我需要将 zip 存档的内容提取到 hdfs。
def zip_to_hdfs(zip_arch, target_path):
zf = zipfile.ZipFile(zip_arch)
zf_list = zf.filelist
hdfs_uri = 'http://localhost:50070'
user = 'hive'
client = InsecureClient(hdfs_uri, user)
for item in zf_list:
new_fn = item.filename.replace('.xml', '.jsonl')
hdfs_path = pathlib.Path.joinpath(target_path, new_fn)
with client.write(hdfs_path, encoding='utf-8') as writer:
with zf.open(item, 'r') as fd:
my_json = xmltodict.parse(fd, dict_constructor=dict, item_depth=1, item_callback=my_handler)
writer.write(my_json)
我收到一个错误,例如 target_path is not a directory:
hdfs.util.HdfsError: /myhdfs/mydata/arch_folder (is not a directory)

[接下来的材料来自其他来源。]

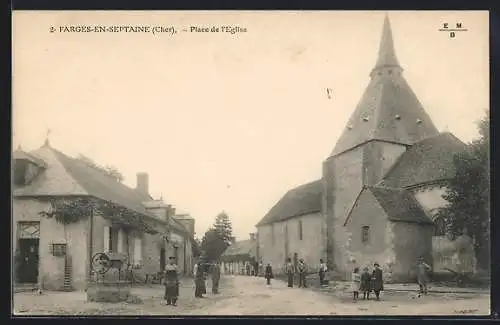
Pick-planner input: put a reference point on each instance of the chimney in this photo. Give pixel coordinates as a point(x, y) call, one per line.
point(143, 183)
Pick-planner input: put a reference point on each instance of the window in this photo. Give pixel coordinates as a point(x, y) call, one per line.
point(137, 251)
point(365, 234)
point(20, 170)
point(272, 233)
point(113, 240)
point(29, 230)
point(439, 227)
point(58, 249)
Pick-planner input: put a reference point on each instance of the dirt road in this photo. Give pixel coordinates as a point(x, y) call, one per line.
point(242, 295)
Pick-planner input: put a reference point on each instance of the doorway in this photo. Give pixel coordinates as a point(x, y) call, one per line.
point(27, 272)
point(162, 258)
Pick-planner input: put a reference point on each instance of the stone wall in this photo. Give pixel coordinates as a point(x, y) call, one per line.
point(378, 158)
point(411, 241)
point(51, 268)
point(380, 244)
point(346, 179)
point(287, 241)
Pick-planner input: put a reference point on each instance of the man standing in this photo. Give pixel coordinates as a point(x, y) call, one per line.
point(422, 269)
point(215, 278)
point(377, 280)
point(199, 280)
point(322, 272)
point(302, 268)
point(289, 269)
point(268, 273)
point(171, 282)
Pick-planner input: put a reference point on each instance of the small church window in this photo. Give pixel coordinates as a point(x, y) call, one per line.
point(20, 170)
point(439, 227)
point(365, 234)
point(58, 249)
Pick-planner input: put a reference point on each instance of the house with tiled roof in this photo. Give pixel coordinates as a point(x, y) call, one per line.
point(239, 254)
point(380, 190)
point(106, 217)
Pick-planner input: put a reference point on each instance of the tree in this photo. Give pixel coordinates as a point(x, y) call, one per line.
point(218, 238)
point(224, 227)
point(212, 245)
point(468, 195)
point(109, 170)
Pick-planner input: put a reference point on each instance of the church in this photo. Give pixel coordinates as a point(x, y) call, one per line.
point(379, 192)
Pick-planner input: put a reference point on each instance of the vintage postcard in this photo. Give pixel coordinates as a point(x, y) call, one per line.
point(250, 163)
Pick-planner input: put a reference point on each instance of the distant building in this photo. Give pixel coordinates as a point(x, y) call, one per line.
point(58, 256)
point(238, 255)
point(380, 190)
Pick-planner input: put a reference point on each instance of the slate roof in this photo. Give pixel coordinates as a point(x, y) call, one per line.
point(296, 202)
point(240, 248)
point(400, 205)
point(427, 161)
point(88, 181)
point(20, 154)
point(386, 97)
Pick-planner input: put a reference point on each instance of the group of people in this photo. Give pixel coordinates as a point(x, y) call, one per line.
point(171, 280)
point(367, 282)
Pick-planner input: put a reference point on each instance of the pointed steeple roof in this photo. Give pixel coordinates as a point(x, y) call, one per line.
point(386, 53)
point(388, 110)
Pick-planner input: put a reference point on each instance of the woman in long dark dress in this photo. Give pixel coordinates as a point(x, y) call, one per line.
point(377, 281)
point(290, 269)
point(199, 281)
point(268, 273)
point(215, 278)
point(171, 282)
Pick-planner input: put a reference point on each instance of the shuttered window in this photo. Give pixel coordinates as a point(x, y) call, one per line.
point(137, 251)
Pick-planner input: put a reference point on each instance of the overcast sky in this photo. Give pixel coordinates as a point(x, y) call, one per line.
point(230, 122)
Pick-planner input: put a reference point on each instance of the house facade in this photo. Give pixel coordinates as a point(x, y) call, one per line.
point(113, 218)
point(380, 190)
point(238, 255)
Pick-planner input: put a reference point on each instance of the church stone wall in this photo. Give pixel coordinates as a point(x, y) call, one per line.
point(347, 184)
point(380, 245)
point(287, 241)
point(411, 241)
point(272, 251)
point(430, 199)
point(378, 158)
point(310, 248)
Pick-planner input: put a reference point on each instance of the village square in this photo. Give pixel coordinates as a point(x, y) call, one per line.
point(372, 236)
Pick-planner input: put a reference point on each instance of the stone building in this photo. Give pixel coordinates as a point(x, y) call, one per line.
point(238, 255)
point(380, 188)
point(128, 221)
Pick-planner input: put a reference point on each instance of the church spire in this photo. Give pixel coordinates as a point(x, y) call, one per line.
point(386, 53)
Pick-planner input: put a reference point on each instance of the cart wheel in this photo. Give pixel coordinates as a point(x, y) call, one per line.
point(100, 263)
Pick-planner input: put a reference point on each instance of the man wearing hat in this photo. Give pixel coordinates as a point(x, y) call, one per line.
point(422, 269)
point(377, 280)
point(171, 282)
point(302, 268)
point(215, 277)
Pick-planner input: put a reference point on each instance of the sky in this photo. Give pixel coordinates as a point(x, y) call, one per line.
point(230, 122)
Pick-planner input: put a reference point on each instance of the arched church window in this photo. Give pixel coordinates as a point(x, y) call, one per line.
point(365, 234)
point(439, 227)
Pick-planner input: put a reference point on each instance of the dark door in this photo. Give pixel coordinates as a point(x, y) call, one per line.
point(176, 254)
point(28, 260)
point(162, 258)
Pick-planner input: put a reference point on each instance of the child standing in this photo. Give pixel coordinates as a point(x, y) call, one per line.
point(356, 282)
point(366, 284)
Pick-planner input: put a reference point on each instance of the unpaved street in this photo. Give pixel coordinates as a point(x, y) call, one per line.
point(241, 295)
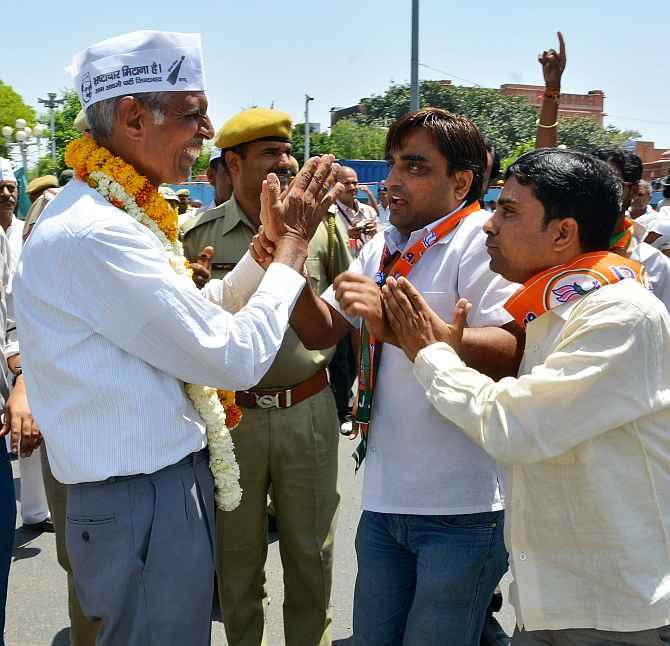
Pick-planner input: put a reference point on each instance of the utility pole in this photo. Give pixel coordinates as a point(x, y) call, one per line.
point(308, 98)
point(52, 103)
point(414, 103)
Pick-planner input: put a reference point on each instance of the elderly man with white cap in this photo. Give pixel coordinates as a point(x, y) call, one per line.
point(120, 338)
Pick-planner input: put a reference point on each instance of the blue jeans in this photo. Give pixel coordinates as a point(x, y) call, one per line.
point(7, 524)
point(426, 580)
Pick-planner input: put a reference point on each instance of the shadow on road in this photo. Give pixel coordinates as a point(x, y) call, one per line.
point(22, 538)
point(61, 638)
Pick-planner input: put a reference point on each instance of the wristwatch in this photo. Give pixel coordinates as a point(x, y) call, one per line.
point(18, 370)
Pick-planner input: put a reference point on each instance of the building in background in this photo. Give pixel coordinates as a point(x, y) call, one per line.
point(590, 105)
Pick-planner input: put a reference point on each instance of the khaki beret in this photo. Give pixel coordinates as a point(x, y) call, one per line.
point(252, 125)
point(81, 122)
point(40, 184)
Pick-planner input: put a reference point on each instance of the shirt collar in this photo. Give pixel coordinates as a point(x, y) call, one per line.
point(234, 216)
point(349, 210)
point(394, 239)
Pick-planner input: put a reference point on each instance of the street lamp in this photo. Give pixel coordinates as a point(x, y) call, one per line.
point(52, 103)
point(308, 98)
point(23, 137)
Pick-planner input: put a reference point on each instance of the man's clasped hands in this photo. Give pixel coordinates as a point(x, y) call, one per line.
point(396, 314)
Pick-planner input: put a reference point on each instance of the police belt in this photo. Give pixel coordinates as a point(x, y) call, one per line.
point(282, 397)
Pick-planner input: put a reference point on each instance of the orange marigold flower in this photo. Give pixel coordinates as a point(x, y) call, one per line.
point(233, 416)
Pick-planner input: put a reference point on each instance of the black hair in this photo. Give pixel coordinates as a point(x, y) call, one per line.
point(628, 163)
point(574, 185)
point(457, 138)
point(495, 168)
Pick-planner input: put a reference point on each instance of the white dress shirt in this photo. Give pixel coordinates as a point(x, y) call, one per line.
point(417, 462)
point(7, 326)
point(584, 432)
point(109, 334)
point(657, 265)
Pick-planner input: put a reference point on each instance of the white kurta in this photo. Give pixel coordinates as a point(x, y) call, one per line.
point(417, 462)
point(109, 334)
point(584, 432)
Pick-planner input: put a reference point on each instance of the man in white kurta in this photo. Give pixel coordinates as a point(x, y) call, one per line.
point(583, 430)
point(113, 334)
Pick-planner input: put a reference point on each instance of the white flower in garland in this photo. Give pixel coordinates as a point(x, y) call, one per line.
point(222, 462)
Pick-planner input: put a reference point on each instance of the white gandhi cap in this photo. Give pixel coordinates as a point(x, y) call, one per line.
point(6, 172)
point(143, 61)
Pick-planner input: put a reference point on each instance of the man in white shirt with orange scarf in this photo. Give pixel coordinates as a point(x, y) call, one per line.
point(583, 430)
point(429, 543)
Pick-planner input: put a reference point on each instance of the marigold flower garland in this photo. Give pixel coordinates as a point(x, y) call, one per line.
point(119, 183)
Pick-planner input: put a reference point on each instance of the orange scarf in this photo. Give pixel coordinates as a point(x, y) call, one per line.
point(622, 238)
point(371, 348)
point(565, 283)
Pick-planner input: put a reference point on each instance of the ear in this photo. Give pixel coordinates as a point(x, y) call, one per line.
point(232, 162)
point(132, 118)
point(565, 234)
point(462, 182)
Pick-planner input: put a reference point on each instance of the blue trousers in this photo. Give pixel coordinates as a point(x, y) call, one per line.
point(7, 525)
point(426, 580)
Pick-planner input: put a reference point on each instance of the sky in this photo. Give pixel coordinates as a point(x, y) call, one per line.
point(262, 52)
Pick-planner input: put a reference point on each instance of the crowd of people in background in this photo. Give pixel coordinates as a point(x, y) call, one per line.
point(503, 366)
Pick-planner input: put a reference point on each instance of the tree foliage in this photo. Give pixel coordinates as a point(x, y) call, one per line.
point(65, 132)
point(507, 121)
point(12, 108)
point(348, 139)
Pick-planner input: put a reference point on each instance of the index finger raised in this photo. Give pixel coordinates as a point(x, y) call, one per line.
point(561, 48)
point(304, 176)
point(318, 184)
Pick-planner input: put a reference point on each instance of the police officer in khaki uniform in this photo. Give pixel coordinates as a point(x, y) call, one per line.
point(289, 432)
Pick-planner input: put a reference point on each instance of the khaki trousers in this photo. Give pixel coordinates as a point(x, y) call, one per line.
point(83, 632)
point(295, 450)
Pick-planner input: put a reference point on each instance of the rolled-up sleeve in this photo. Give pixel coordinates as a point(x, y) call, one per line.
point(233, 291)
point(607, 370)
point(127, 292)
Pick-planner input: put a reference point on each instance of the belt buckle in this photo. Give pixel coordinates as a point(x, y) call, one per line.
point(267, 401)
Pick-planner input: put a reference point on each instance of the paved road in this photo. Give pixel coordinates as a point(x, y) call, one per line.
point(37, 600)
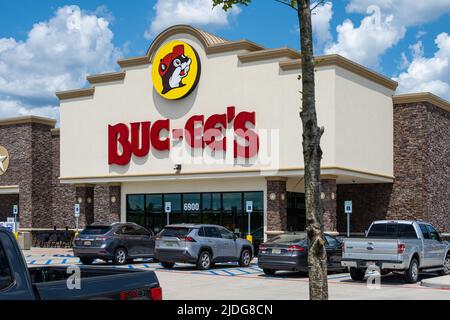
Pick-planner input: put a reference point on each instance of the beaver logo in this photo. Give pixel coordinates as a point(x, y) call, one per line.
point(173, 68)
point(176, 70)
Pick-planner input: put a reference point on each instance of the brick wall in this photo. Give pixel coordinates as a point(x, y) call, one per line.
point(63, 196)
point(277, 208)
point(17, 139)
point(421, 189)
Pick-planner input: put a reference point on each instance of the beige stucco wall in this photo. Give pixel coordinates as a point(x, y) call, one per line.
point(357, 116)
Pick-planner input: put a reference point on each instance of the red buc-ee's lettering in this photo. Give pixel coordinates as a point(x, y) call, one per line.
point(137, 138)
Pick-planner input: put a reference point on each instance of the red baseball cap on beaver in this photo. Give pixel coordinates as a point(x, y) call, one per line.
point(167, 60)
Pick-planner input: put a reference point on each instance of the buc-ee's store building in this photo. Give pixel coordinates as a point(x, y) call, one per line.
point(207, 125)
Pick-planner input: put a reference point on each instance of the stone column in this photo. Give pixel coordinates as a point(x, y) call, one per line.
point(84, 195)
point(276, 204)
point(107, 203)
point(328, 190)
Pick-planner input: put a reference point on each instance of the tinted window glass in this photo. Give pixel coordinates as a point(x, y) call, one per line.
point(175, 232)
point(332, 241)
point(129, 230)
point(6, 278)
point(142, 232)
point(289, 238)
point(225, 234)
point(434, 235)
point(392, 230)
point(424, 230)
point(406, 231)
point(95, 230)
point(212, 232)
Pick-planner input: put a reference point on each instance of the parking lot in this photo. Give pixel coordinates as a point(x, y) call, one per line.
point(228, 281)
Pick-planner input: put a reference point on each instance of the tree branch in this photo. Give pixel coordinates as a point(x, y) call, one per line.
point(317, 4)
point(286, 3)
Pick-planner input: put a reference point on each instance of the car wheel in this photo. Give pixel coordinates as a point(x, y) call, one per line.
point(167, 265)
point(87, 260)
point(446, 270)
point(204, 261)
point(357, 274)
point(412, 274)
point(120, 256)
point(269, 272)
point(246, 258)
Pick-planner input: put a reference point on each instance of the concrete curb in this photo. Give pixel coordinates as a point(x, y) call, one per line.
point(437, 283)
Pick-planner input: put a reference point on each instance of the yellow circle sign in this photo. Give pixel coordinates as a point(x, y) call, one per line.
point(4, 160)
point(176, 70)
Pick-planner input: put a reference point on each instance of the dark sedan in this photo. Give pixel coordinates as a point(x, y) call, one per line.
point(119, 243)
point(290, 252)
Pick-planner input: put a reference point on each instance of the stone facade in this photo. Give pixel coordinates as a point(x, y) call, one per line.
point(107, 203)
point(328, 200)
point(6, 205)
point(421, 189)
point(34, 147)
point(277, 207)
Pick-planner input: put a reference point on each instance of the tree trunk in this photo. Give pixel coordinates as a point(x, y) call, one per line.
point(312, 153)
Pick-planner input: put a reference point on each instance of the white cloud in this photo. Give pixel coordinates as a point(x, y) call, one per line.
point(321, 19)
point(428, 74)
point(367, 42)
point(194, 12)
point(406, 12)
point(383, 28)
point(57, 55)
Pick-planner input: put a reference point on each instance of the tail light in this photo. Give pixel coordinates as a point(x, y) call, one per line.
point(188, 239)
point(296, 249)
point(155, 293)
point(129, 295)
point(400, 248)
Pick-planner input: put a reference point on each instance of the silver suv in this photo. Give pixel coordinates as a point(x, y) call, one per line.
point(201, 244)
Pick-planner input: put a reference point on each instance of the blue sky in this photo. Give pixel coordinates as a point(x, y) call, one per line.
point(47, 46)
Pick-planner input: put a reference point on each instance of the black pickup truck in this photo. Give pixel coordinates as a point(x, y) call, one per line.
point(19, 282)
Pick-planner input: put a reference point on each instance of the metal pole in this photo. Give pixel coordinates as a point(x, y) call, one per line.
point(348, 225)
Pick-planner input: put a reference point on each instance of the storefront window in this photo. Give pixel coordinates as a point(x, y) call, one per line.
point(154, 212)
point(226, 209)
point(136, 209)
point(232, 211)
point(192, 207)
point(257, 216)
point(176, 215)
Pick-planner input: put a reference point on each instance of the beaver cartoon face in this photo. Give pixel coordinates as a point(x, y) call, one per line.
point(173, 68)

at org.apache.hadoop.hdfs.server.namenode.FSPermissionChecker.checkIsDirectory(FSPermissionChecker.java:539)
at org.apache.hadoop.hdfs.server.namenode.FSPermissionChecker.checkSimpleTraverse(FSPermissionChecker.java:530)
at org.apache.hadoop.hdfs.server.namenode.FSPermissionChecker.checkTraverse(FSPermissionChecker.java:505)
at org.apache.hadoop.hdfs.server.namenode.FSDirectory.checkTraverse(FSDirectory.java:1612)
那么将文件提取到hdfs的正确方法是什么。